In another study, a cohort of 27 patients with Long-Covid including chronic fatigue syndrome, was treated twice with therapeutic apheresis.14 This study showed that after treatment, autoantibodies against β1 and β2 adrenergic receptors and muscarinic M3 and M4 acetylcholine receptors were reduced. A reduction in autoantibodies against ADRB2 was also observed in the present case.

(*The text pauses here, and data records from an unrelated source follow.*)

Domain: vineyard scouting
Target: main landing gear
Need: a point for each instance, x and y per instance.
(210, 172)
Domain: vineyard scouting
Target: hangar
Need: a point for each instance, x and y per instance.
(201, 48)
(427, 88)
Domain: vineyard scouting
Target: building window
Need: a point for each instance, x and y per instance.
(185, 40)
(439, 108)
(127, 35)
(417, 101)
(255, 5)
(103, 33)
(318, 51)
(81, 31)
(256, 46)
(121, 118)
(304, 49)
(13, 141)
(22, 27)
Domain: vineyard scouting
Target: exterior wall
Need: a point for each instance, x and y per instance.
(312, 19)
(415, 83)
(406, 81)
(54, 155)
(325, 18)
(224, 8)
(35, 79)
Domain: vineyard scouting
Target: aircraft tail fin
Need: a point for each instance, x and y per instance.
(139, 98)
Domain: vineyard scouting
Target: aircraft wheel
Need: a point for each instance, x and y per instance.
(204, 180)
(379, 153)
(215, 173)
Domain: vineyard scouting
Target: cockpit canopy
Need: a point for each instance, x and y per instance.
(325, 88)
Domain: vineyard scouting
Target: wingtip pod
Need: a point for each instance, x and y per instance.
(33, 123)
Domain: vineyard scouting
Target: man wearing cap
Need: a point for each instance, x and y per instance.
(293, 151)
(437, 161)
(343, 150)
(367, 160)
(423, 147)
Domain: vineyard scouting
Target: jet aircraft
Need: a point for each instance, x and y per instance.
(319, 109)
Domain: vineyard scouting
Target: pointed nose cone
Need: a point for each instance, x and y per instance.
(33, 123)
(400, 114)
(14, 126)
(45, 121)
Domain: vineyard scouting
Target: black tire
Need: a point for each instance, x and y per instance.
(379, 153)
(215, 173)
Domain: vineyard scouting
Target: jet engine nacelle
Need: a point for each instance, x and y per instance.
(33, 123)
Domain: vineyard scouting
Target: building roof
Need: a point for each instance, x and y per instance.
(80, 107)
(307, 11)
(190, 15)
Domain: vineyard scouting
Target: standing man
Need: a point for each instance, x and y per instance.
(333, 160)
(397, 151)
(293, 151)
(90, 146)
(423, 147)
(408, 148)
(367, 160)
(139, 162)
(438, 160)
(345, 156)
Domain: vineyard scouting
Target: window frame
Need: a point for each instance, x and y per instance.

Furthermore, our patient presented with increased C3d (complement cleavage product) circulating immune complexes in the eluate. A recent study investigated potential biomarkers in patients with Long-Covid demonstrating increased complement activation.16 It has been proposed that tissue injury may also be complement-mediated in Long-Covid patients and that complement activation may be driven by antigen–antibody complexes. Altered complement activation has furthermore been proposed to contribute to the development of neurodegenerative diseases.17 This might also play a role in ME/CFS. In our patient, the laboratory marker C3d circulating immune complexes was increased at the beginning of treatment, leading to the conclusion that the complement system was activated such that the resulting immune complexes could not be eliminated appropriately. Under physiological conditions, immune complexes are transiently formed to eliminate foreign antigens such as viruses or other infectious agents. However, if their formation exceeds the absorptive capacity of phagocytes, these complexes increase and may lead to tissue damage and further activation of the complement system. Various triggers can activate the complement system. As our patient showed increased T lymphocyte activity specific for herpes simplex I and II, Cytomegalovirus, Varicella Zoster in LTT before treatment initiation, it can be assumed that these herpes viruses may have contributed to complement activation. Treatment with extracorporeal double-filtration apheresis decreased C3d immune complexes, ß2-adrenerg autoimmune antibodies, and excess immunoglobulin formation. In addition, the patient’s clinical symptoms completely resolved.

Conclusion

In conclusion, the above-referenced studies support that therapeutic apheresis could be an effective treatment option for patients with ME/CFS. Here, we report a case of severe ME/CFS. The patient was treated with eight cycles of double-filtration apheresis until sustained clinical remission. Concomitant laboratory analyses revealed a reduction of increased laboratory parameters. Therefore, we consider double-filtration apheresis to be an effective and well-tolerated therapeutic option for treating ME/CFS.

Funding Statement

There is no funding to report.

Ethical Approval and Consent

Ethical approval is not required to publish the case details in accordance with local or national guidelines. The patient provided written informed consent for the publication of this case report and accompanying images.

Disclosure

Dr Harald Burgard reports to be a shareholder of MedSelect GmbH, outside the submitted work. The author reports no other conflicts of interest in this work.